Richard Robinson's MARRIAGE AND OTHER FOUR LETTER WORDS is good beyond hope. In a genre where quality generally goes unrewarded (as evidenced by the extreme obscurity 3 decades later for this title) this is as close to real filmmaking as porn ever gets.
The format, a variation on Robinson's favorite theme, is simple: charting the ups & downs of newly married couple, well-played by Rainbow Robbins and Tom Cantrell. Film opens with a very artsy stills montage, carrying the action forward in the same fashion as Chris Marker's classic short LA JETEE, which I suspect Robinson studied. Live action ensues for their marriage and very sexy post-Honeymoon lifestyle.
You know you're in the presence of a master when Robinson unfolds a brilliant b.j. sequence, in which he inter-cuts three different stagings of our couple's fellatio: in bed, in the shower and underwater in a swimming pool (!). The matched in slo-mo ejaculation shots are a perfect climax. Consistently throughout the film, but especially in this classic sequence, his editing (credited to cinematographer Sven Conrad = David Worth) is masterful, and the antithesis of the real-time boredom of the vast majority of cheap-jack porn made in the early '70s.
After a "one year later" title, things are dullsville for the young marrieds, and the rest of the film opens out the previously hermetic format by introducing a bevy of new characters. Balding Keith Erickson of all people pops up as the world's oldest pool boy (!) who submits sheepishly to sex with Rainbow after she catches her hubby in flagrante delicto.
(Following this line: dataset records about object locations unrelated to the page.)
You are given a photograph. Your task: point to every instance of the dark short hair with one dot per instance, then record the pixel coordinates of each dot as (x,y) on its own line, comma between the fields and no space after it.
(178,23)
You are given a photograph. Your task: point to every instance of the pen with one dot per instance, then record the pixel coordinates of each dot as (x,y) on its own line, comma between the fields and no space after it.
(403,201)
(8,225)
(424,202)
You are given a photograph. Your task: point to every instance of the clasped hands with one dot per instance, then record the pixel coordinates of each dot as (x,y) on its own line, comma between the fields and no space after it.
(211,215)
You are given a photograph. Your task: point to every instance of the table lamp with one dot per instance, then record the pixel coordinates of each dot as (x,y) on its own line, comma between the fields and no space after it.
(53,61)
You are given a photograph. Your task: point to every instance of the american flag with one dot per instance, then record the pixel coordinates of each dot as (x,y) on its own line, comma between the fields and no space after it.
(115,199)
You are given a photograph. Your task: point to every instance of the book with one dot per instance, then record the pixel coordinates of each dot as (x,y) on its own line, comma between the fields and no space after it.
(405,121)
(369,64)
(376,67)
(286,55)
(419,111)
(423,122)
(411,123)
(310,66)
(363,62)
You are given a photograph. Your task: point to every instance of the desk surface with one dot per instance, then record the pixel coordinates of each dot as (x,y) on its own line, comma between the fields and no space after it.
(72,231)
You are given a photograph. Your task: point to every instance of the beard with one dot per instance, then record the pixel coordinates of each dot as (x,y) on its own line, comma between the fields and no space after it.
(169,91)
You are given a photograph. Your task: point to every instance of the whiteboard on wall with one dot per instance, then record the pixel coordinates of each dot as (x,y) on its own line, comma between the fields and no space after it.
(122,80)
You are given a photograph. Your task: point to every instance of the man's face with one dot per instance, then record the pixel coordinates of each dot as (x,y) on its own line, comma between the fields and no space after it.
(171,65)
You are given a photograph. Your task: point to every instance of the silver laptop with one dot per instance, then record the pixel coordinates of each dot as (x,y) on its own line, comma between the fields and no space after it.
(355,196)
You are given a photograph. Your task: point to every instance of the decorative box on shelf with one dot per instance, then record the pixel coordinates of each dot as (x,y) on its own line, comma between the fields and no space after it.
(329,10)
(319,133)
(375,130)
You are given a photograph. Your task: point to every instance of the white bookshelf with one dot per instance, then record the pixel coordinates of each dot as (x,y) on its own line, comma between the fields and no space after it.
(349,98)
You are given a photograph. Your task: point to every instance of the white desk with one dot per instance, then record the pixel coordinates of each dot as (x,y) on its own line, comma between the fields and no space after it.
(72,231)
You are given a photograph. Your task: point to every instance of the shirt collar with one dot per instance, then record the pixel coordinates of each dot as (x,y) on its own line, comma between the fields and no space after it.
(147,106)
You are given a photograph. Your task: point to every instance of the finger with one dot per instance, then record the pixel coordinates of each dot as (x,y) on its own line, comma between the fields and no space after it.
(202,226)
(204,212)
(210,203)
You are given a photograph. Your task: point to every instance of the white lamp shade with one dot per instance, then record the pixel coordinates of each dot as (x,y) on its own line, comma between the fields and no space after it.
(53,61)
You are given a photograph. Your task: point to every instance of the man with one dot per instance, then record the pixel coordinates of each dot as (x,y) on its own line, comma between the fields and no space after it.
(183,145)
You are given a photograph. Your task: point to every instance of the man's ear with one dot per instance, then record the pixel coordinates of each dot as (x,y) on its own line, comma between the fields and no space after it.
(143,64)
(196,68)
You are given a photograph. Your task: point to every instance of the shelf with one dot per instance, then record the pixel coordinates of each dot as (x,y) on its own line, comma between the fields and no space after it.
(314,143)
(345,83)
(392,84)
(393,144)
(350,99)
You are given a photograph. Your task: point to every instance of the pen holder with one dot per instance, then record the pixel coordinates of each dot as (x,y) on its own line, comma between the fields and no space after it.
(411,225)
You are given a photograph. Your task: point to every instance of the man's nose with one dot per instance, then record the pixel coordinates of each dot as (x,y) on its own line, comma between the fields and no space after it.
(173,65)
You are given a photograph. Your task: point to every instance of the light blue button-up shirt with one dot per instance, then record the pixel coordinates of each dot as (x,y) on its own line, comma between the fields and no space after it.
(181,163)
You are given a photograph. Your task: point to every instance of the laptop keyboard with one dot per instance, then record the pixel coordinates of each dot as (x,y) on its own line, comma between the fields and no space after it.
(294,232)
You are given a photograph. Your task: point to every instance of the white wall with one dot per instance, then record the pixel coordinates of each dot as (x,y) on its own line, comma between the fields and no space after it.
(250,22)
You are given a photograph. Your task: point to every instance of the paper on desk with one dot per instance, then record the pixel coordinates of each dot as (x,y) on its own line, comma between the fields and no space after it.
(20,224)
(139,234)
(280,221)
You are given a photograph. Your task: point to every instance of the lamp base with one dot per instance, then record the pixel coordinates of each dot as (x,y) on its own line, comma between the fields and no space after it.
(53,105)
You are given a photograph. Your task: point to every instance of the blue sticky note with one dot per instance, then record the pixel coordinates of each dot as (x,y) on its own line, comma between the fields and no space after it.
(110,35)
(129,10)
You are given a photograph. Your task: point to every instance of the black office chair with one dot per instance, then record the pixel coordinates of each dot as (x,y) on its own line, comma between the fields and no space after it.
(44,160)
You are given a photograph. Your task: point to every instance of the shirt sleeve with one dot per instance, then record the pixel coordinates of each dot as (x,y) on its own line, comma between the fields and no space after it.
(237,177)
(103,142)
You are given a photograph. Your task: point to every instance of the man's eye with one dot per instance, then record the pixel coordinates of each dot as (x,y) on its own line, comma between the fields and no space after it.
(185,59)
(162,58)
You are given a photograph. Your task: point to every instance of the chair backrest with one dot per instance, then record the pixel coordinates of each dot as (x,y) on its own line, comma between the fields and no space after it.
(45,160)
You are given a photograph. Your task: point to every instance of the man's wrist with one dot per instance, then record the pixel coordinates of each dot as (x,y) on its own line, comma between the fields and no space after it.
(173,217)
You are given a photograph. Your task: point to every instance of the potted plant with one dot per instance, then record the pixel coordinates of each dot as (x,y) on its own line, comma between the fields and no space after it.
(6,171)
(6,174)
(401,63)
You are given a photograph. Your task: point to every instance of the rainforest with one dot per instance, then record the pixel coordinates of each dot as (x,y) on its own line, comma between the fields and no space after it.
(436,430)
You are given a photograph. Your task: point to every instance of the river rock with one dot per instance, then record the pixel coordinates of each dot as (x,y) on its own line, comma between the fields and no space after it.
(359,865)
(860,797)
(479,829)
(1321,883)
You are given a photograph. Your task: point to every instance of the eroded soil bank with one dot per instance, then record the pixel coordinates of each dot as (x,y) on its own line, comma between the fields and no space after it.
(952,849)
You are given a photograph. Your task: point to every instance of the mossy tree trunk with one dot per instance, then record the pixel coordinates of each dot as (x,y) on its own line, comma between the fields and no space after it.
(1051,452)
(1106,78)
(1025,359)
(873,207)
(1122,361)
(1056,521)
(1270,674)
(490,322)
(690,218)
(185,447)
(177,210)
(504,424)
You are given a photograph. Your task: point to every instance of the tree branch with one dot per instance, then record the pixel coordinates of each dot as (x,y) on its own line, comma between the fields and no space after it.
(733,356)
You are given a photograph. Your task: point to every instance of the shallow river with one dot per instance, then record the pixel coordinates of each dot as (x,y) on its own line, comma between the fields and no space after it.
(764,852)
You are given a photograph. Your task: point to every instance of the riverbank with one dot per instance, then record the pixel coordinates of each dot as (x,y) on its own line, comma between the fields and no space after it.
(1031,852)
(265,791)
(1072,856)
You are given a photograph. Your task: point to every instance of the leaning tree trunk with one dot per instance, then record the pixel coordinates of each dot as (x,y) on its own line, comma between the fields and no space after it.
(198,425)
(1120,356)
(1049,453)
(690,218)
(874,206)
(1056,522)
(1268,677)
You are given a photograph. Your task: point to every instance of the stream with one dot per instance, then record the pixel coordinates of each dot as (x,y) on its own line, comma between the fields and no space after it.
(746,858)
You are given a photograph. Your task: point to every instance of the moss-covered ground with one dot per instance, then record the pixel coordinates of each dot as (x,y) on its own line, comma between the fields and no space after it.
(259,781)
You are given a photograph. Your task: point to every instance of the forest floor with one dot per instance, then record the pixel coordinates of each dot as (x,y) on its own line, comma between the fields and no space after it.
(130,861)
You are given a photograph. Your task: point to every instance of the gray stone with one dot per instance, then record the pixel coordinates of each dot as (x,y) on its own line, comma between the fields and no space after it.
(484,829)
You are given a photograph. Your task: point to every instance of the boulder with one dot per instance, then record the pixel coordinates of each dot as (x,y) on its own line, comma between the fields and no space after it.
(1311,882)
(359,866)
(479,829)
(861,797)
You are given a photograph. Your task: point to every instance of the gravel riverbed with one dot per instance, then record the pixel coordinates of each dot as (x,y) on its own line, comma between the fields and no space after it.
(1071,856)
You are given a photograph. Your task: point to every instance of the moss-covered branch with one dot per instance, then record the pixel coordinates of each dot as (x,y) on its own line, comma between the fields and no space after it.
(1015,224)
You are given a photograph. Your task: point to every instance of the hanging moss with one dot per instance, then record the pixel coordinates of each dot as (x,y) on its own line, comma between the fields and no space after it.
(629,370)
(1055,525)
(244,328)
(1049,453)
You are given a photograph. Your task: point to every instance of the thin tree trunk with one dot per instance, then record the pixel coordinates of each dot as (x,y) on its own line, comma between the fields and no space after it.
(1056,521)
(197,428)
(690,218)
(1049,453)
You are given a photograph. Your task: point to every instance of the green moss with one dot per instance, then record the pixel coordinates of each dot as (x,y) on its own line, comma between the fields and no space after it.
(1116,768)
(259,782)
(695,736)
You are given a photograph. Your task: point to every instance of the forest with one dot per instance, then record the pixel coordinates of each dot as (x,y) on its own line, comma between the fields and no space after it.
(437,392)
Rainbow is upstaged by the appearance of genre superstar (sort of) Brigitte Maier, who along with hubby Pete Krump introduce the couple to the wonders of swinging and wife swapping. Film culminates with an inevitable orgy, which is staged with élan: Linda York guest starring as a beauty whose nude body is used as the table for the dinner buffet (presaging the current cheap thrill of (just as unsanitary) eating sushi off the midriff of a naked Japanese girl in some seedy restaurant). The cast plays some fun games, such as a version of musical chairs involving cock-sucking, and a nude from the waist down butler and maid (latter portrayed by Sandy Dempsey) do sex demos. Happy ending is a bit sappy, but fits Robinson's romantic approach.
One jarring scene in an otherwise beautifully made picture is an extraneous flashback featuring Maier and Krump terrorized by a trio of bikers (2 male and 1 female). I suppose it was injected into the narrative in order to add some "roughness" that was all the rage in the mid-'70s; without it one could conceivably criticize the film as lacking backbone. Overall the picture does emerge as a perfect example of the "couples" film that pornographers were chasing after in an attempt to expand their audience, with I guess Radley Metzger the most successful at that game.
I saw this film in a French-dubbed version, retitled LA GRANDE PARTOUZE, which had an added je ne sais quoi quality.